Perpetual motion is possible, perpetual work is not.
In space wheel can spin practically forever and the only reason it will slow down is the small amount of gas atoms in the vacuum of space. If you try to get any work out of the wheel, it will eventually slow down to a stop. There's no free lunch!

on Sep 17, 2016

In addition to the small amount of gas atoms, the fact that the wheel has mass will cause it to slow down due to tidal friction from the presence of gravity, however slight, presented by other mass in the universe. Without other mass, there is no way the wheel could be said to rotate.

on Sep 17, 2016

In space no one can hear your bearings scream.

Friction is always going to be the impassable gate to perpetual motion. As diacad says friction from the atmosphere that does exist will eventually stop the wheel from spinning.

Then there's the question of how you've constrained the wheel to spin in a wheel like manner (if you weren't going to constrain it then a rock or golf ball or a sheep would work just as well as a wheel).

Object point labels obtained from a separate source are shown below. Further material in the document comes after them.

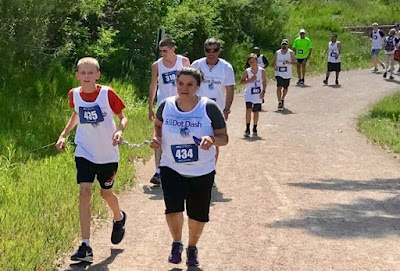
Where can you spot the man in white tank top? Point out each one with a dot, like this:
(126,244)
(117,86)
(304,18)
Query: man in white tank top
(334,60)
(163,73)
(283,61)
(377,38)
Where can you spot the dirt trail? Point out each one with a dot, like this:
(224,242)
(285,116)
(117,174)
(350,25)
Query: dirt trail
(310,194)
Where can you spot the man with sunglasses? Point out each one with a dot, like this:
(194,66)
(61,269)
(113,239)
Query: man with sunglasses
(219,79)
(163,74)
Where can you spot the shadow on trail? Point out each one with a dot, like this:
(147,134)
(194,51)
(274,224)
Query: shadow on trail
(154,190)
(366,217)
(388,185)
(284,111)
(217,196)
(102,266)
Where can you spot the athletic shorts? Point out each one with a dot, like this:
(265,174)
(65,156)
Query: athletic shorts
(87,171)
(254,107)
(196,191)
(282,82)
(334,67)
(375,52)
(301,60)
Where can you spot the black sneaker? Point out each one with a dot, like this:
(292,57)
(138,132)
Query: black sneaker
(83,254)
(155,179)
(191,256)
(176,253)
(118,230)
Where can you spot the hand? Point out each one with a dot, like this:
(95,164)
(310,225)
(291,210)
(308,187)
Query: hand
(151,114)
(155,143)
(206,142)
(117,138)
(60,145)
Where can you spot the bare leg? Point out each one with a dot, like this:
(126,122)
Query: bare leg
(85,195)
(175,224)
(195,230)
(112,201)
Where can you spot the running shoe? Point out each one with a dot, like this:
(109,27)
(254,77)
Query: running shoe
(191,254)
(176,251)
(155,179)
(118,230)
(83,254)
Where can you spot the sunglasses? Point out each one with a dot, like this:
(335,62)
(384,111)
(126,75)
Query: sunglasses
(211,50)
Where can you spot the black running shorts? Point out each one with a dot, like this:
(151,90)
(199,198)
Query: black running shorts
(334,67)
(87,171)
(254,107)
(196,191)
(282,82)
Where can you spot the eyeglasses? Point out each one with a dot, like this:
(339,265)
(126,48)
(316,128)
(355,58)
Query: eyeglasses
(208,50)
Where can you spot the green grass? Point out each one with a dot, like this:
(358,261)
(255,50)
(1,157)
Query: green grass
(38,191)
(382,123)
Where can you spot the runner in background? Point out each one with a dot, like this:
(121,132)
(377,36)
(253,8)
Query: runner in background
(163,73)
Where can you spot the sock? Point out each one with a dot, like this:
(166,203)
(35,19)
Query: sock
(86,241)
(122,217)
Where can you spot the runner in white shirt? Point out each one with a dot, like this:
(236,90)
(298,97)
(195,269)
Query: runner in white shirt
(334,60)
(219,79)
(163,73)
(377,37)
(255,81)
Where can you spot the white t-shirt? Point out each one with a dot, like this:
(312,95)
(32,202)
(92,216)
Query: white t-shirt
(179,150)
(167,78)
(95,129)
(284,70)
(254,89)
(333,52)
(377,39)
(215,80)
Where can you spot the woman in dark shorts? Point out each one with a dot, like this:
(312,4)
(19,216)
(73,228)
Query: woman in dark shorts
(188,128)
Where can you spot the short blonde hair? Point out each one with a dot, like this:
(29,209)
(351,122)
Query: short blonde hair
(88,60)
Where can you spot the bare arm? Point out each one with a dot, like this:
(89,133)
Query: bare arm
(123,121)
(153,89)
(157,133)
(73,121)
(230,92)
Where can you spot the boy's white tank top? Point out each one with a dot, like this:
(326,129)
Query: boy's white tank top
(284,70)
(167,79)
(333,52)
(254,89)
(179,150)
(96,128)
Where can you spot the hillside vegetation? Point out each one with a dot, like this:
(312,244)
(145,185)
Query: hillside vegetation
(40,42)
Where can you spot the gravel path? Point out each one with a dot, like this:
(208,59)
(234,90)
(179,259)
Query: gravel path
(309,194)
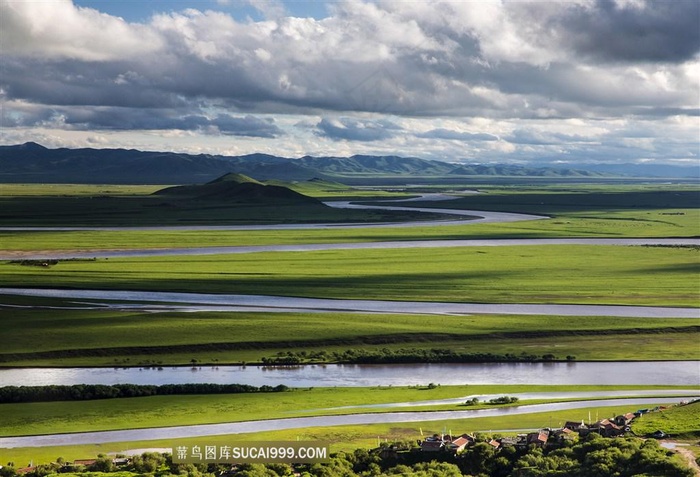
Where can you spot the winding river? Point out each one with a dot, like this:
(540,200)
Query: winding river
(205,430)
(649,373)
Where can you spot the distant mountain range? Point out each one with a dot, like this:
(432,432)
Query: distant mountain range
(31,162)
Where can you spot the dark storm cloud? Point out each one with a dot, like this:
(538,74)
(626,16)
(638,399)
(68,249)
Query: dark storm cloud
(356,130)
(126,119)
(656,31)
(544,138)
(441,133)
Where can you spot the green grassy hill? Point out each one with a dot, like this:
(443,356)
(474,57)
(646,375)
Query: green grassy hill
(238,188)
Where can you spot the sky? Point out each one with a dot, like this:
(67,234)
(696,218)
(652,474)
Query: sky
(477,81)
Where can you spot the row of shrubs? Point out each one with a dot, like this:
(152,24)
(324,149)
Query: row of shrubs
(403,355)
(83,392)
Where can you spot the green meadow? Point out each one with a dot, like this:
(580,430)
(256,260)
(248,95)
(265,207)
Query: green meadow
(182,410)
(620,275)
(340,438)
(124,338)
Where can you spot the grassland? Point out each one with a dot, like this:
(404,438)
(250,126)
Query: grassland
(533,274)
(163,411)
(124,338)
(523,274)
(340,438)
(678,421)
(520,274)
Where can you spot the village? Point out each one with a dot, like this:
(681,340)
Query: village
(617,426)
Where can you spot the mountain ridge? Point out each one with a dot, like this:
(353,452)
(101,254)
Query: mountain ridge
(32,162)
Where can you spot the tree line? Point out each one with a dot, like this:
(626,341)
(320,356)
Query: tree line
(84,392)
(592,456)
(403,355)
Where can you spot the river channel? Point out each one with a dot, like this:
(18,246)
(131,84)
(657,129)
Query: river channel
(684,373)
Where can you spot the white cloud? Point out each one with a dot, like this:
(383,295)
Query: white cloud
(420,78)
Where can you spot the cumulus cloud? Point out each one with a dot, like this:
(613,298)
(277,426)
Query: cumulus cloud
(441,133)
(357,129)
(595,61)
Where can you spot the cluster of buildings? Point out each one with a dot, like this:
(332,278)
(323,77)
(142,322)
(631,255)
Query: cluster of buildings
(617,426)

Moving parts in space create all sorts of problems because space isn't actually cold, it's just mostly empty. Which is the opposite of terrestrial cold where positive pressure increases the density of the atmosphere.

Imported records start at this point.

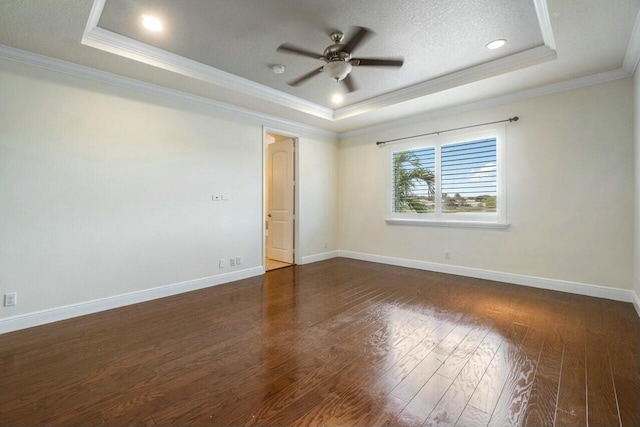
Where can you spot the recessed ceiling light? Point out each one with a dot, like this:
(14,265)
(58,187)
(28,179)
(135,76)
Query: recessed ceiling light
(151,23)
(496,44)
(278,69)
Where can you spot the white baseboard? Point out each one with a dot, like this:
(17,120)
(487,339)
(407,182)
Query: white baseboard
(29,320)
(318,257)
(517,279)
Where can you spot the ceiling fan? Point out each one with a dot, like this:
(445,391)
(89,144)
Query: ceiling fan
(339,62)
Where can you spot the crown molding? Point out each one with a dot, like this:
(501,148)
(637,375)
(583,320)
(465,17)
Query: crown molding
(89,73)
(564,86)
(499,66)
(632,56)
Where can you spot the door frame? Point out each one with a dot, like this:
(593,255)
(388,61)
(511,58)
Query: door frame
(297,256)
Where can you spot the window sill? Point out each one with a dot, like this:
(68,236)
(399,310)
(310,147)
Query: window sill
(458,224)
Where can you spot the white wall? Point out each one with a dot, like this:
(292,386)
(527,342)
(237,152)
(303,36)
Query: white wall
(569,183)
(636,127)
(105,191)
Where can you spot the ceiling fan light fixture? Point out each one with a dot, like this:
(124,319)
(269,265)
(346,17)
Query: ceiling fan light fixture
(337,70)
(496,44)
(152,23)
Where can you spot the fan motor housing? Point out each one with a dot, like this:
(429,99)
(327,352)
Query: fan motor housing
(335,53)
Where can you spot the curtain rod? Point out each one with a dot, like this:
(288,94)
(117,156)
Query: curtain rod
(512,119)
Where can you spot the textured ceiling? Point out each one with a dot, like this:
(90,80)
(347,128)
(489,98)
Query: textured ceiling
(435,37)
(591,37)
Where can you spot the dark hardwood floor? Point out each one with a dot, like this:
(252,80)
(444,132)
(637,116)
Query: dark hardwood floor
(339,342)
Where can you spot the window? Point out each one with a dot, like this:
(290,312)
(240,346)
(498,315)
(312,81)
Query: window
(464,170)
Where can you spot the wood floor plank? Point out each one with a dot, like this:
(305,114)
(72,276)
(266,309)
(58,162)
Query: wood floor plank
(486,395)
(541,408)
(453,403)
(338,342)
(601,400)
(572,396)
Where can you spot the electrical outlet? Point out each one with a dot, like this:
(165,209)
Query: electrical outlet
(10,299)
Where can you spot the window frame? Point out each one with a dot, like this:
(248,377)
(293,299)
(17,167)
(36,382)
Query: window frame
(457,219)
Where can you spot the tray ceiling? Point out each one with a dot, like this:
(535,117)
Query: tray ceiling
(443,44)
(220,52)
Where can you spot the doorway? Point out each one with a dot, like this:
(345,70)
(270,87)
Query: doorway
(280,201)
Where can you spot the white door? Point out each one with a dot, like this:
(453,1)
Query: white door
(280,201)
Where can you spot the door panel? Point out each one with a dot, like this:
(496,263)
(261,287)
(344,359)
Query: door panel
(280,208)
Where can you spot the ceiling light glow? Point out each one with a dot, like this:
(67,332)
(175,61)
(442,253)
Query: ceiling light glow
(151,23)
(496,44)
(278,69)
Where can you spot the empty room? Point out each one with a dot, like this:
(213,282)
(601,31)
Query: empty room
(319,213)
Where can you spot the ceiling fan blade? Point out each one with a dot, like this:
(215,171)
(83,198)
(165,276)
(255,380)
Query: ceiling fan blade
(360,36)
(349,84)
(287,48)
(307,76)
(379,62)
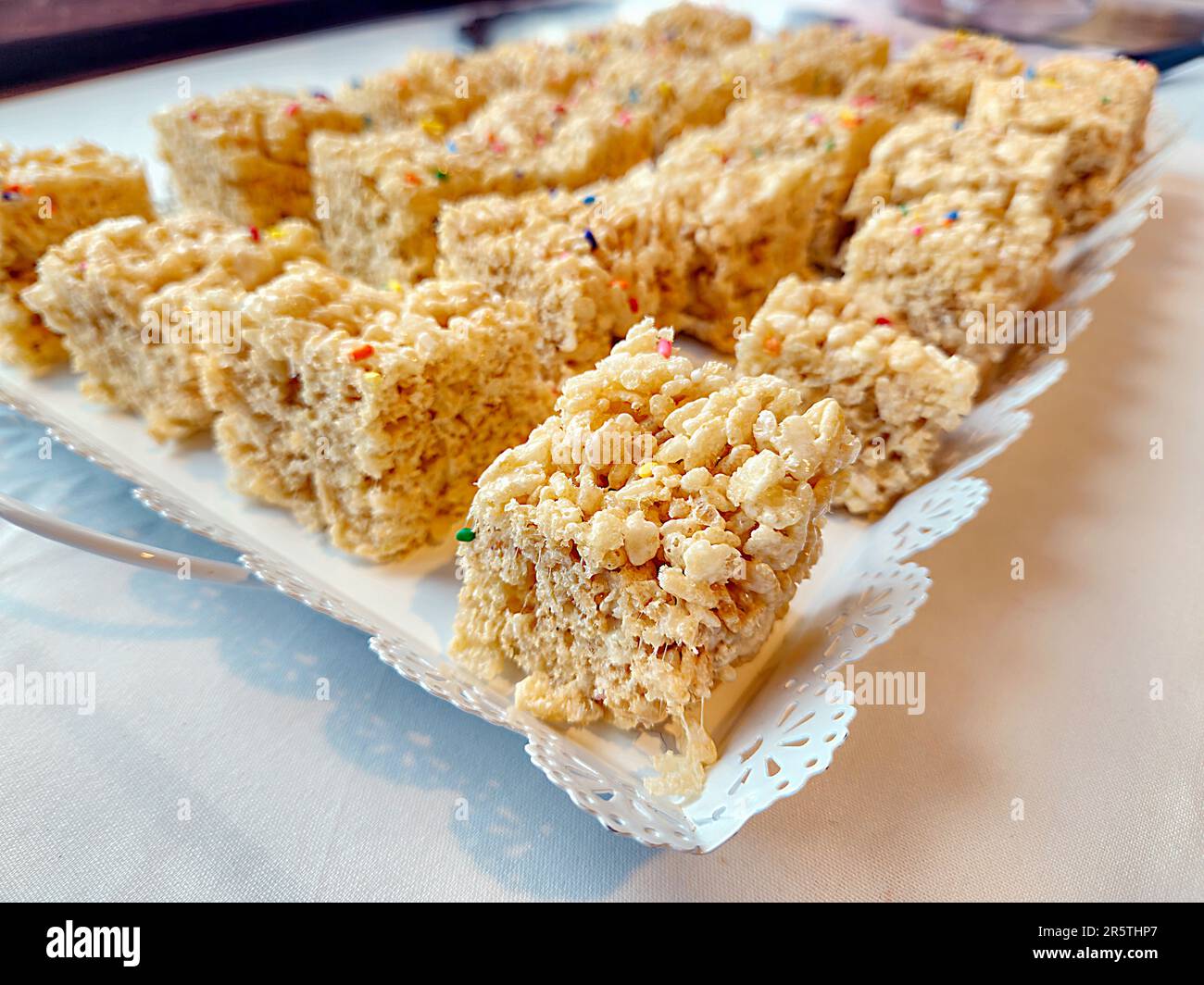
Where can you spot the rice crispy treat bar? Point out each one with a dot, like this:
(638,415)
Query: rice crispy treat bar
(699,247)
(898,393)
(244,155)
(938,153)
(818,60)
(626,576)
(837,134)
(48,195)
(939,72)
(1100,107)
(24,340)
(384,191)
(125,295)
(698,241)
(368,413)
(952,263)
(440,91)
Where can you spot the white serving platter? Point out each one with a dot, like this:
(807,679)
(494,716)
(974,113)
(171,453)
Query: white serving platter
(777,725)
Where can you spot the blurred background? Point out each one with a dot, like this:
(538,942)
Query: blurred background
(46,43)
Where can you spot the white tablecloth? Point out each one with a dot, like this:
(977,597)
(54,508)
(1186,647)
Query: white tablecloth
(212,768)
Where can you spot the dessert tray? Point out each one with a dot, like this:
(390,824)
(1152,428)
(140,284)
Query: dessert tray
(782,719)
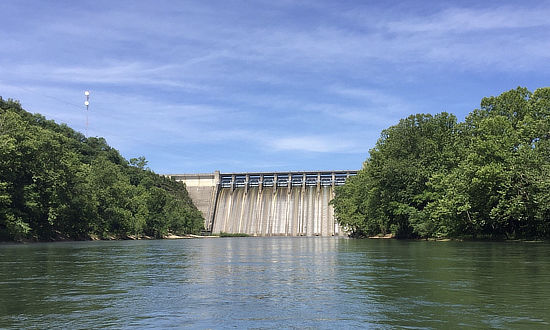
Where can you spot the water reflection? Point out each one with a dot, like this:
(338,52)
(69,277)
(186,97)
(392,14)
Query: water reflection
(275,282)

The practical effect of creating heat in an ultra high vacuum is that there's not much to share the heat with, which is how heat dissipates in a positive pressure environment. Since it has nowhere to go it just sort of hangs about and exacerbates the friction problem. The same is true of electronics in space, keeping them cool is extremely difficult.

In short; tossing unconstrained spinning sheep or something into space is pointless as it'll just stop spinning anyway and it'll be really hard to get to. If you constrain it the heat buildup from its rotation will result in pretty quick failure.

Either way, space doesn't cancel physics, it just makes physics behave differently. Physics will not allow perpetual motion anywhere and you can't have any where if there's noting there.

on Sep 17, 2016

A form of perpetual motion does exist in nature all around us. Any temperature above absolute zero involves molecular motion, and its effects can be observed under magnification when molecules impact microscopic particles. It is called Brownian Motion. Of course, this perpetual motion can not be tapped for useful work.

on Sep 17, 2016

Brownian Motion is not perpetual motion. In point of fact, Brownian Motion is the exact opposite of perpetual motion.

Brownian Motion requires particles expressing the phenomenon to be supplied with constant external power that is provided by atoms already moving around in the same area. Those atoms in motion have to be accelerated by something. Atomic decay, fusion and associated energies (mostly from Sol, aka The Sun, to Earthlings), fission or a wizard are all common means of accelerating those atoms. The point is those atoms require external energy to move.

It's a inefficient way to travel but that's always the case. The atoms knocking the Brownian particle around have to have enough energy to pass some off to the particle and still remain in motion themselves and/or bond to something else in the area.

So it's perpetual motion until there's no more energy available. Like coal fired stove.